Now I know it is fantasy and oriented for role-playing (I've even played it). However, with things like SmartCards to replace cash, and the blurring starting to occur between data and code, I wonder how chillingly close to reality Shadowrun's technology could possibly become.

Wade Bowmer

Re: "core" files (Oliver, Risks Digest 17.41)

Jeffrey Mogul <mogul@pa.dec.com>
Tue, 24 Oct 95 18:03:09 MDT

Ross Oliver (and before him, Rob Nauta) describe the dire consequences of naively giving a useful file the name "core", at least on a UNIX system.

Almost a decade ago, I wrote a PhD thesis that asserted, among other things, that it was foolish to infer file type from file name. I argued that the file system ought to provide first-class support for an extensible file-attribute system, so that one could associate arbitrarily complex type information with any file.

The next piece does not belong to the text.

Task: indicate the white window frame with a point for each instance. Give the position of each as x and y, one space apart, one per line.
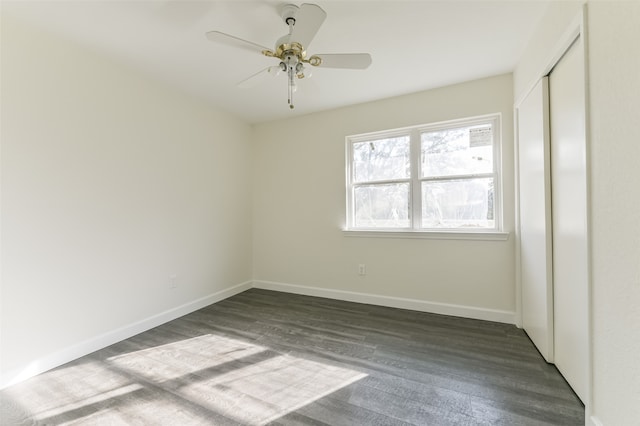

I was a naive young man at the time, and very few people paid any attention to my suggestion.

But it would not require any new file system features to double-check the nature of a file named "core" before deleting it (or failing to back it up). Core dump files have a precise structure, since they are meant to be interpreted automatically by a debugger. Recent versions of the UNIX "file" command understand how to classify core files, so one could use the "file" command in a script to check before deleting. Old versions of "file" classify core files as "data", but even that rudimentary level of checking should prevent a script from deleting a file classified as something else, such as "ascii text".

Curmudgeons may object that if the deletions are being done on a file server of a different CPU architecture than the one on which the core dump was generated, the "file" command may misclassify it. This does not seem to be an insurmountable problem.